Global Short Term Trend: Unknown
Comments: Recent global trend is unknown.
Data from the 1990s did not allow an accurate assessment of recent population trends for the U.S. population, although it was clear the species was not experiencing the marked population increases exhibited by other kites (Meyer and Collopy 1996). Analyses of Breeding Bird Survey (BBS) data were inconclusive. "A cautious assumption that population is stable, with local increases... and decreases" (Meyer 1995). More recently, based on BBS and Christmas Bird Count data, Butcher and Niven (2007) concluded that there is evidence of an increase in the U.S. population.
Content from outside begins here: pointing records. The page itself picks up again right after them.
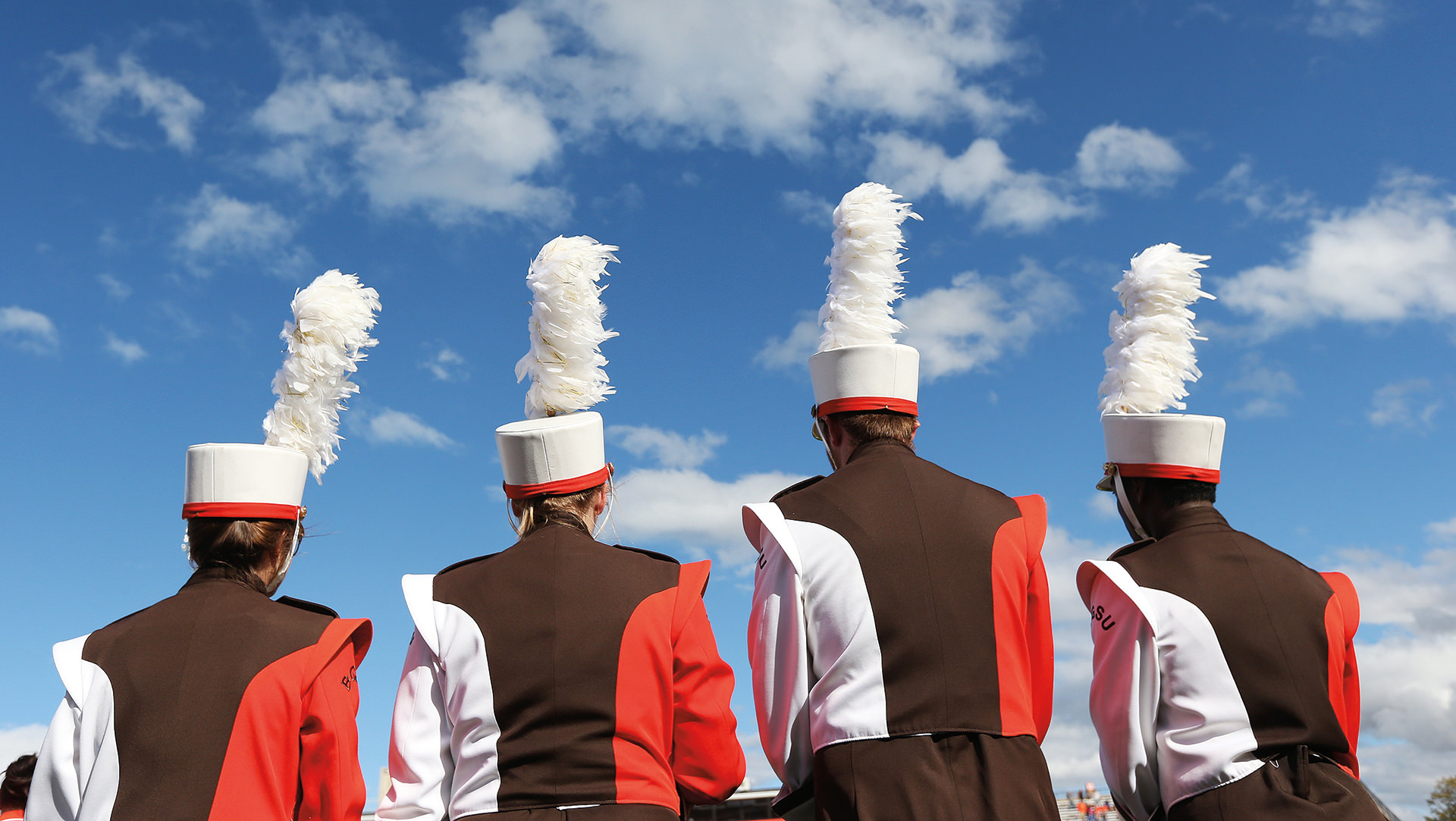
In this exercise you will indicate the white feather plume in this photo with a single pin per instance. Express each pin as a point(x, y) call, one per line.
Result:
point(864, 268)
point(327, 341)
point(1150, 356)
point(565, 359)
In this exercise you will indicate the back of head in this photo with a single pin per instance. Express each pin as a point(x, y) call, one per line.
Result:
point(17, 785)
point(1175, 492)
point(870, 425)
point(574, 510)
point(246, 549)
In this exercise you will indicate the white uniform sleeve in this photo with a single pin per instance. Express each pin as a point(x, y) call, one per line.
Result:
point(76, 770)
point(778, 651)
point(421, 766)
point(55, 789)
point(1126, 688)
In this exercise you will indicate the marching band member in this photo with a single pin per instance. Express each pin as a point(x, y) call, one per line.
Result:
point(900, 634)
point(1225, 682)
point(221, 702)
point(561, 677)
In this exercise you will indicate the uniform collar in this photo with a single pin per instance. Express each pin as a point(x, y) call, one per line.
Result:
point(1196, 515)
point(204, 575)
point(878, 446)
point(1200, 515)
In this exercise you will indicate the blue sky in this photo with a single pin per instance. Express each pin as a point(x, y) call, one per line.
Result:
point(177, 169)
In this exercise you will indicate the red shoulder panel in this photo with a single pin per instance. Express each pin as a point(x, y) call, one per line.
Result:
point(1022, 620)
point(1348, 600)
point(642, 743)
point(293, 751)
point(1341, 622)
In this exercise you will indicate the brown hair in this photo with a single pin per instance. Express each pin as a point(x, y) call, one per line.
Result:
point(17, 785)
point(870, 425)
point(246, 549)
point(573, 510)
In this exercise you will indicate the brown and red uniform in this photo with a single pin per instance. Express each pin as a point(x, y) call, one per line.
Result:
point(561, 673)
point(216, 703)
point(902, 642)
point(1225, 680)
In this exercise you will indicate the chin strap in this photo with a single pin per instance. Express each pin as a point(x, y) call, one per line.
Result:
point(606, 514)
point(821, 434)
point(287, 562)
point(1128, 509)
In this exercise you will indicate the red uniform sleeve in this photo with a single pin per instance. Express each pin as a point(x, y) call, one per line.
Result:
point(1341, 622)
point(1040, 648)
point(708, 760)
point(331, 786)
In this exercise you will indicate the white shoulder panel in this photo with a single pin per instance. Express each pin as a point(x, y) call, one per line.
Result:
point(69, 664)
point(764, 526)
point(469, 697)
point(1119, 575)
point(419, 597)
point(1204, 737)
point(848, 693)
point(77, 769)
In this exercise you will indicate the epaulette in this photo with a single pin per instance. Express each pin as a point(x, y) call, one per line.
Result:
point(799, 487)
point(309, 606)
point(651, 553)
point(1131, 547)
point(463, 562)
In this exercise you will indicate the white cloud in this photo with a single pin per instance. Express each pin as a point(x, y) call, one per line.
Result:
point(1347, 18)
point(114, 287)
point(669, 449)
point(549, 73)
point(1269, 384)
point(446, 365)
point(982, 177)
point(811, 208)
point(661, 72)
point(17, 741)
point(977, 321)
point(1391, 259)
point(692, 509)
point(1116, 156)
point(1273, 200)
point(397, 427)
point(1401, 403)
point(124, 349)
point(220, 229)
point(967, 325)
point(83, 93)
point(794, 349)
point(1442, 530)
point(31, 331)
point(344, 114)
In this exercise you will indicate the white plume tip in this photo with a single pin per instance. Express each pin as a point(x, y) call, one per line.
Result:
point(565, 362)
point(327, 340)
point(864, 268)
point(1152, 357)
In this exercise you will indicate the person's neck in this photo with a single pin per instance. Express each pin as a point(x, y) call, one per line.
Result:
point(1165, 520)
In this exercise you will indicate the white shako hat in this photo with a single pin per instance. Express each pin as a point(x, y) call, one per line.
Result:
point(558, 449)
point(327, 341)
point(1147, 365)
point(859, 365)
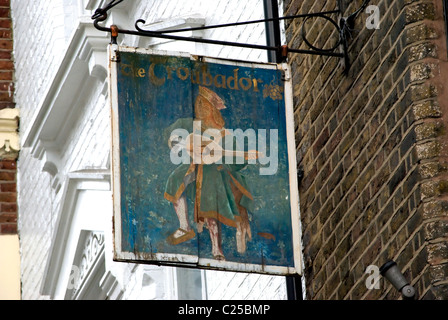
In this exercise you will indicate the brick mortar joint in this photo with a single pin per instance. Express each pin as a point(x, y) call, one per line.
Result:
point(371, 223)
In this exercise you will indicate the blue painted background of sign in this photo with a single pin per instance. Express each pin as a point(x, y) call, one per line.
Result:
point(153, 93)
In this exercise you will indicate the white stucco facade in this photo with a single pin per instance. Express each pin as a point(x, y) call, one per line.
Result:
point(64, 188)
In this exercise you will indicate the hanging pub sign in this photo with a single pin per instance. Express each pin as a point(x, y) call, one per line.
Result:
point(204, 168)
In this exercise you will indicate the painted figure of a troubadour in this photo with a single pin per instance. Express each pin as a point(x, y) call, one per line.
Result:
point(218, 189)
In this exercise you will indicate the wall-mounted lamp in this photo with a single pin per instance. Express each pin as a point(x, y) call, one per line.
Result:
point(392, 273)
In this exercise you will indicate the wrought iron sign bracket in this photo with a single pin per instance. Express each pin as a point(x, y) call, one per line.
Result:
point(344, 27)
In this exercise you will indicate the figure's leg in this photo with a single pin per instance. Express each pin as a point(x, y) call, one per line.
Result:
point(215, 237)
point(185, 232)
point(182, 213)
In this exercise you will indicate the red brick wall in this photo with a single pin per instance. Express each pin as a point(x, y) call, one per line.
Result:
point(8, 167)
point(373, 147)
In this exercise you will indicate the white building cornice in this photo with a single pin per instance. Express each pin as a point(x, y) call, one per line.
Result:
point(84, 61)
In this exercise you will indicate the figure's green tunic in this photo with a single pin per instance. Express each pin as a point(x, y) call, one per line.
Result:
point(218, 190)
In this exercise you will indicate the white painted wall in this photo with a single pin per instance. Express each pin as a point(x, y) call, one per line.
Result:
point(43, 35)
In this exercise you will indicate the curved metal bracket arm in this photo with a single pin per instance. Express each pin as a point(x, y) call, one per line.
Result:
point(344, 26)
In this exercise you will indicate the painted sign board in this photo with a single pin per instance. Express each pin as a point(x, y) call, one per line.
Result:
point(204, 168)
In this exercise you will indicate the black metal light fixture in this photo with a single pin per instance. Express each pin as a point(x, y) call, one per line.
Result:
point(392, 273)
point(343, 26)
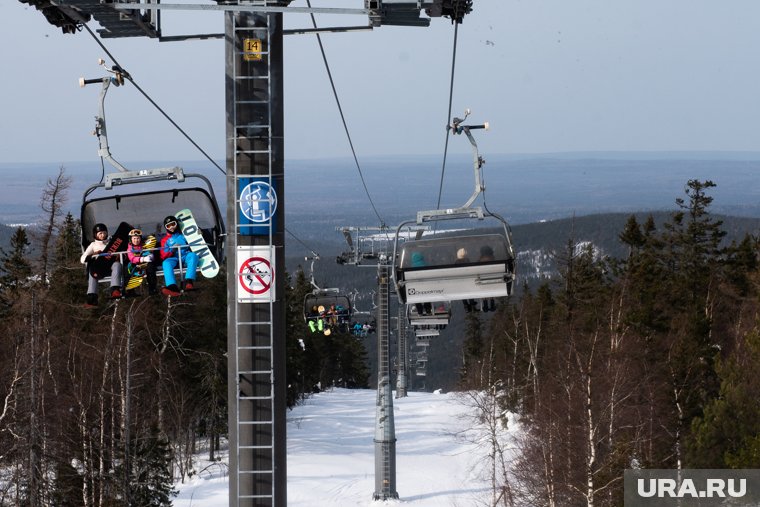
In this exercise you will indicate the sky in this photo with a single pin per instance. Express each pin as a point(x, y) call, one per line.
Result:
point(331, 460)
point(548, 75)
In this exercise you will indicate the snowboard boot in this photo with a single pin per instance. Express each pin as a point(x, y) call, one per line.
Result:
point(171, 290)
point(91, 301)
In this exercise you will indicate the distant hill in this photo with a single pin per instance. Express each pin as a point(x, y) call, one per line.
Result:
point(536, 245)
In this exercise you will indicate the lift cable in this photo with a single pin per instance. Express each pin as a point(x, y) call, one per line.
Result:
point(131, 80)
point(343, 118)
point(448, 115)
point(307, 247)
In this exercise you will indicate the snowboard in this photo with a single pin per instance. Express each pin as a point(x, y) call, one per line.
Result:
point(100, 266)
point(137, 272)
point(207, 264)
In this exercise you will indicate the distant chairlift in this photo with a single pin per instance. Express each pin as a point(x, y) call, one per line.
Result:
point(373, 247)
point(158, 192)
point(438, 317)
point(468, 263)
point(326, 309)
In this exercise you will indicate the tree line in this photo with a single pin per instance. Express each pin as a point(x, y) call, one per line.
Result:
point(647, 361)
point(109, 406)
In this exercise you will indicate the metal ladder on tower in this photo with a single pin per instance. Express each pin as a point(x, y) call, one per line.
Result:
point(385, 432)
point(254, 338)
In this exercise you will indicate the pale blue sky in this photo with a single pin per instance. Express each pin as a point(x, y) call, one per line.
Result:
point(549, 76)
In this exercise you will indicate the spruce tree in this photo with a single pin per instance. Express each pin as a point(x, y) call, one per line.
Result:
point(15, 268)
point(152, 481)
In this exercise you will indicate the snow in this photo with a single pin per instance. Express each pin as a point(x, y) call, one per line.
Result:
point(331, 454)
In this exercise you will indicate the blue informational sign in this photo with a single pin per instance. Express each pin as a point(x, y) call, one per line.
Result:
point(257, 205)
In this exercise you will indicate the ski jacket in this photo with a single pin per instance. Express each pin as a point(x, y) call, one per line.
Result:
point(170, 241)
point(136, 254)
point(93, 248)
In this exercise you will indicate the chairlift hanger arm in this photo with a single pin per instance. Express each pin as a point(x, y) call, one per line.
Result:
point(100, 121)
point(457, 127)
point(121, 19)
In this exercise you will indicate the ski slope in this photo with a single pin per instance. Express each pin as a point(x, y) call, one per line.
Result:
point(331, 454)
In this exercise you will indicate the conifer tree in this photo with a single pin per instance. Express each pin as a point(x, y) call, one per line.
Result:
point(15, 268)
point(152, 484)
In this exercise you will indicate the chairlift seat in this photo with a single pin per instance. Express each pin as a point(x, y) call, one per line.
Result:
point(428, 269)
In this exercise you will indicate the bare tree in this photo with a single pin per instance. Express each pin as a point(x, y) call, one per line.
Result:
point(53, 199)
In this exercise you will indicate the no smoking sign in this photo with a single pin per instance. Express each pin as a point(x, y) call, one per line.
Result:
point(255, 268)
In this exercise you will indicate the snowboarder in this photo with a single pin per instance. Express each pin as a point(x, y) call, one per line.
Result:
point(98, 246)
point(141, 259)
point(173, 248)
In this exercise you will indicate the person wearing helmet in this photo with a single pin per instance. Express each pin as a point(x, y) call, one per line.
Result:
point(98, 245)
point(138, 256)
point(173, 249)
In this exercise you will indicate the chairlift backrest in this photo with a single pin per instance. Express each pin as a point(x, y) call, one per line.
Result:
point(146, 211)
point(455, 265)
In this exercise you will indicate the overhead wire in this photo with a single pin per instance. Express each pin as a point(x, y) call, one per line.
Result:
point(448, 114)
point(343, 117)
point(144, 94)
point(131, 80)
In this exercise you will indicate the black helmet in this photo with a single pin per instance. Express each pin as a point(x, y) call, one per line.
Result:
point(170, 219)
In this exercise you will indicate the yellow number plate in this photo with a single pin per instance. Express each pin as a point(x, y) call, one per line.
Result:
point(252, 49)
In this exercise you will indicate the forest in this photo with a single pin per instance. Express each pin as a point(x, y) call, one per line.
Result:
point(646, 360)
point(107, 406)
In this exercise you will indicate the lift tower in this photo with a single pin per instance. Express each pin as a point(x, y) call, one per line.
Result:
point(255, 202)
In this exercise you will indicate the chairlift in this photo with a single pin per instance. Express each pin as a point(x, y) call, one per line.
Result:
point(372, 247)
point(469, 262)
point(326, 309)
point(439, 315)
point(153, 193)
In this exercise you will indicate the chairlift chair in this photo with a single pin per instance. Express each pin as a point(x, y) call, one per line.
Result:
point(469, 262)
point(328, 304)
point(439, 316)
point(153, 193)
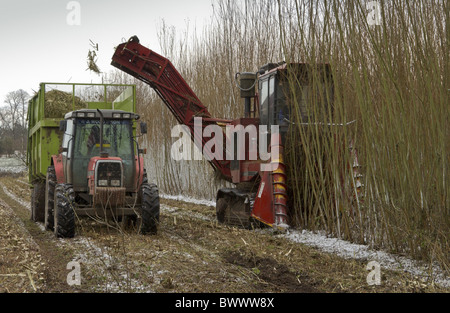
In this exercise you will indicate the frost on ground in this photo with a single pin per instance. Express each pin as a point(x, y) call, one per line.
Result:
point(102, 261)
point(189, 200)
point(347, 249)
point(341, 247)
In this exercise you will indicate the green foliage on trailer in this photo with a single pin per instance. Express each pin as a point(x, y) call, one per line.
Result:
point(48, 107)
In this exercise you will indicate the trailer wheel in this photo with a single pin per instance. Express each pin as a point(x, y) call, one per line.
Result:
point(50, 183)
point(64, 211)
point(38, 203)
point(150, 209)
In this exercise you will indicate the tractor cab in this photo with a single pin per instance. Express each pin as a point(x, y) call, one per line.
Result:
point(283, 87)
point(95, 140)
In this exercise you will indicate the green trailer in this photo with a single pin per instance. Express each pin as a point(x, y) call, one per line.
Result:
point(45, 114)
point(83, 157)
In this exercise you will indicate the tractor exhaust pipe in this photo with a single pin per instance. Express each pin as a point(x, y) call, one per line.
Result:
point(103, 154)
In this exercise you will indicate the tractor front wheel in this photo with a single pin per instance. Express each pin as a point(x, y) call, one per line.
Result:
point(64, 211)
point(50, 183)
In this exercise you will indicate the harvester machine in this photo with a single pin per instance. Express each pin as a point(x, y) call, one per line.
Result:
point(257, 170)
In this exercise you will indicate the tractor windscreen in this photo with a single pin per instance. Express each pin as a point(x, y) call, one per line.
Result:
point(117, 139)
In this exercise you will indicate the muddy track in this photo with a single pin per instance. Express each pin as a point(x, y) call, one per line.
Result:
point(190, 253)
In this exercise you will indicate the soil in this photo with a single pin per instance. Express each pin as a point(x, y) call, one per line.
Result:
point(191, 253)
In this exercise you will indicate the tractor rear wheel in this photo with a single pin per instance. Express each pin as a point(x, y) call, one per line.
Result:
point(64, 211)
point(50, 183)
point(150, 209)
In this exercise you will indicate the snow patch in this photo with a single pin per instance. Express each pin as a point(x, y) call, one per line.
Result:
point(189, 199)
point(350, 250)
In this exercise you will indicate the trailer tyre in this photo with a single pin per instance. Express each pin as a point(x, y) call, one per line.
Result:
point(150, 209)
point(50, 183)
point(64, 211)
point(38, 203)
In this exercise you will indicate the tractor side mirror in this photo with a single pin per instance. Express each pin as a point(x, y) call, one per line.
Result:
point(143, 128)
point(62, 125)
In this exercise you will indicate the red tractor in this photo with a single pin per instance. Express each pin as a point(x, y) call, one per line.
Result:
point(260, 194)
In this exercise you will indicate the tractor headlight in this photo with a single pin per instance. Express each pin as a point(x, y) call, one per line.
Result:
point(115, 183)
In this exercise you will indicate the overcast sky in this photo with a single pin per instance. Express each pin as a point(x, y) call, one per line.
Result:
point(39, 44)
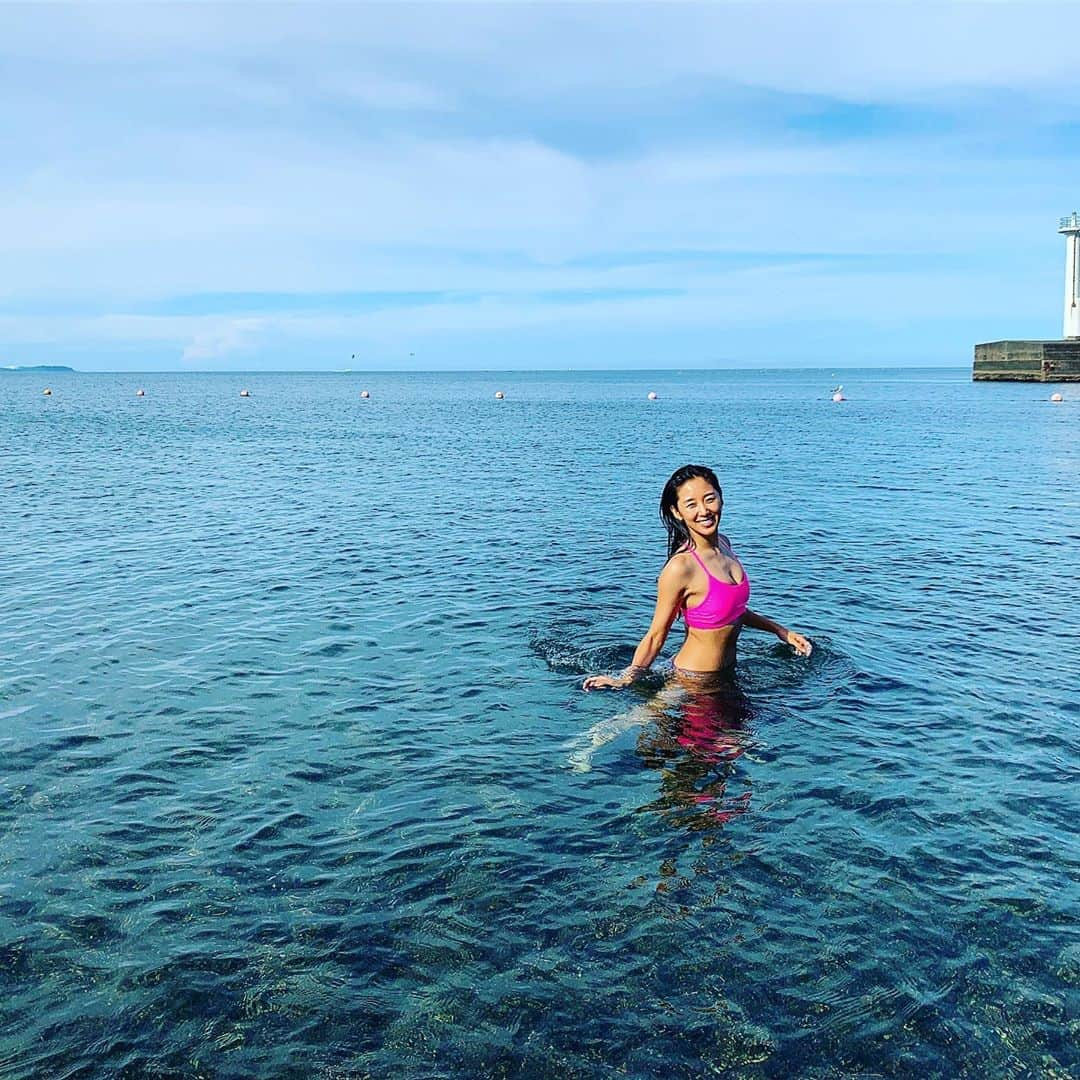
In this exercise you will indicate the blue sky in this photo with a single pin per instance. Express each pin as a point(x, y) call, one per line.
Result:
point(498, 186)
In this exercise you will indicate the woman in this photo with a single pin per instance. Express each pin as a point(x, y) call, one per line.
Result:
point(702, 580)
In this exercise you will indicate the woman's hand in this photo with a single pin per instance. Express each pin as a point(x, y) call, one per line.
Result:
point(605, 683)
point(801, 645)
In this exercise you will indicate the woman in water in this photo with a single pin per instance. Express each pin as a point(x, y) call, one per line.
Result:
point(704, 582)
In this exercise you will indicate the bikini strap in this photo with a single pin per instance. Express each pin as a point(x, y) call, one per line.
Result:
point(693, 551)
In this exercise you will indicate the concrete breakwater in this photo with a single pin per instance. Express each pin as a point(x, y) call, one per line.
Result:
point(1028, 361)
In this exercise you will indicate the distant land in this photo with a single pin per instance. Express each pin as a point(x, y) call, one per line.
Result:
point(37, 367)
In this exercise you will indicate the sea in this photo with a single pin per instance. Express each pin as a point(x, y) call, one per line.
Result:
point(297, 778)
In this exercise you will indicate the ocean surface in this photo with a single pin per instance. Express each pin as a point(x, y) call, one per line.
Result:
point(297, 778)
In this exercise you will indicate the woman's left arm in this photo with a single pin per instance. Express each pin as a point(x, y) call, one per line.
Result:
point(801, 645)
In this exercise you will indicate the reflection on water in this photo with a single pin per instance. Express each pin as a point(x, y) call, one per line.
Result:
point(282, 791)
point(692, 731)
point(697, 736)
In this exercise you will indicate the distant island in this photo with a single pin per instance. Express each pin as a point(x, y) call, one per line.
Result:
point(37, 367)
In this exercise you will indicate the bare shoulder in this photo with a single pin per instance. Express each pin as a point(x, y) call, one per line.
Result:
point(677, 569)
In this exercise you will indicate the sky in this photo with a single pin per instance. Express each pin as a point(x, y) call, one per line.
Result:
point(449, 186)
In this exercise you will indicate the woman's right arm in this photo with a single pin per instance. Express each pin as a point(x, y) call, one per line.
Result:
point(671, 589)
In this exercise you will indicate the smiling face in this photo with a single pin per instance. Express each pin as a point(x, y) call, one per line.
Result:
point(699, 507)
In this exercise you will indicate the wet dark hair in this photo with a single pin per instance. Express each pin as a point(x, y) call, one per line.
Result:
point(678, 536)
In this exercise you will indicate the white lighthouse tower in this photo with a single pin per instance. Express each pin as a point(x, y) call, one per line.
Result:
point(1070, 226)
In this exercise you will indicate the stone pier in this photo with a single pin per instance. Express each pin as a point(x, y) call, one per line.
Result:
point(1028, 361)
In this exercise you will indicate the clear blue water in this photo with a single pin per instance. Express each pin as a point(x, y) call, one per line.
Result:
point(291, 705)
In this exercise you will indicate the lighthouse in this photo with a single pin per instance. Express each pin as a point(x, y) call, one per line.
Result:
point(1042, 361)
point(1070, 227)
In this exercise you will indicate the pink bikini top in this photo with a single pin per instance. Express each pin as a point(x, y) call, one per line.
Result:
point(724, 604)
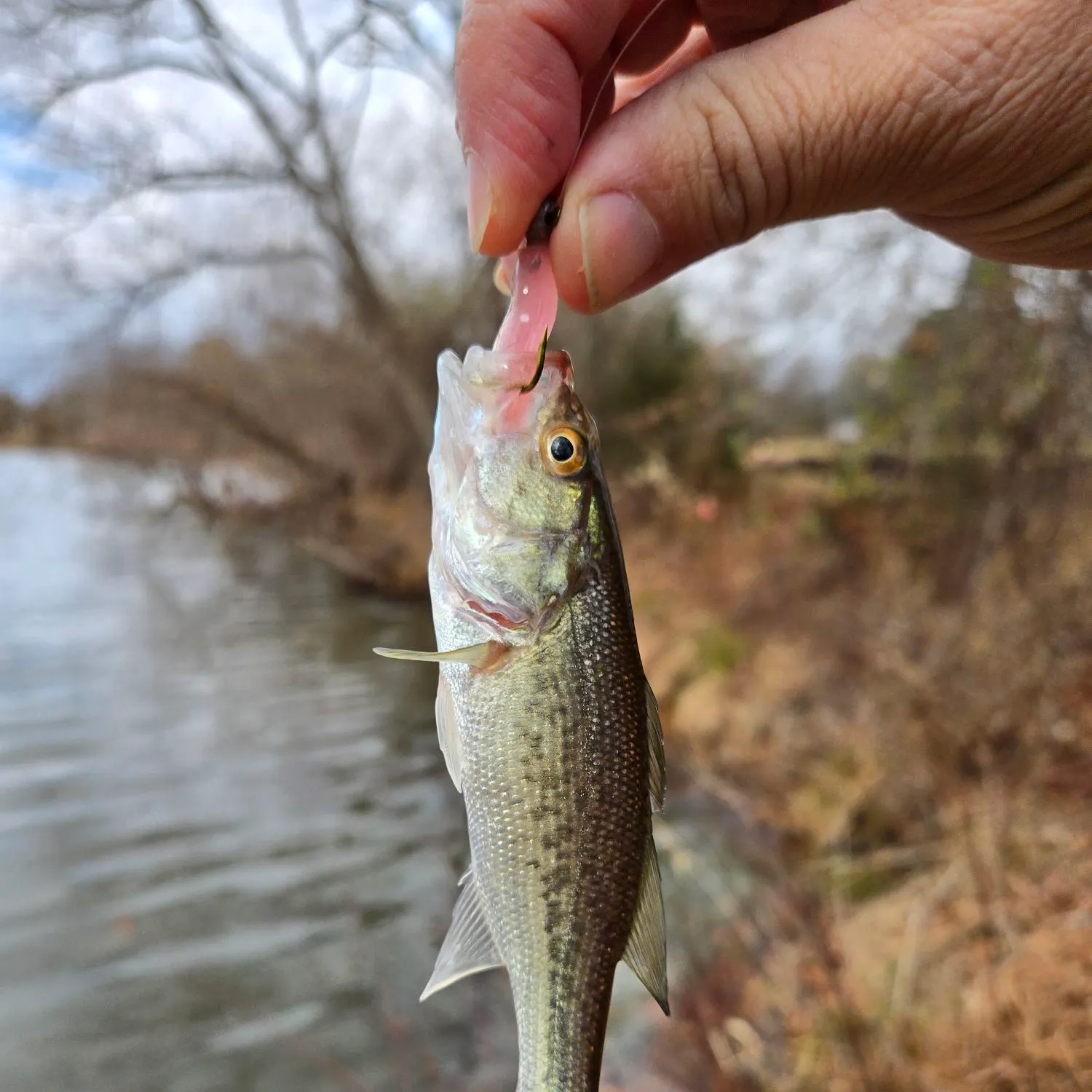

Autumn migration counts around the Gulf of Mexico during 1995-2005 also documented increasing numbers of swallow-tailed kites (Smith et al. 2008) that could reflect a population increase or a shift in migration geography (Farmer et al. 2008).
Global Long Term Trend: Unknown
Comments: Long-term global trend is unknown.
Populations declined significantly in the U.S. between 1880 and 1940 (Cely 1979). The U.S. breeding range once included an estimated 21 states, but is now restricted to portions of seven southeastern states (Meyer 1995). During the 1960s-1980s, many local nesting concentrations in Florida disappeared (Meyer and Collopy 1990).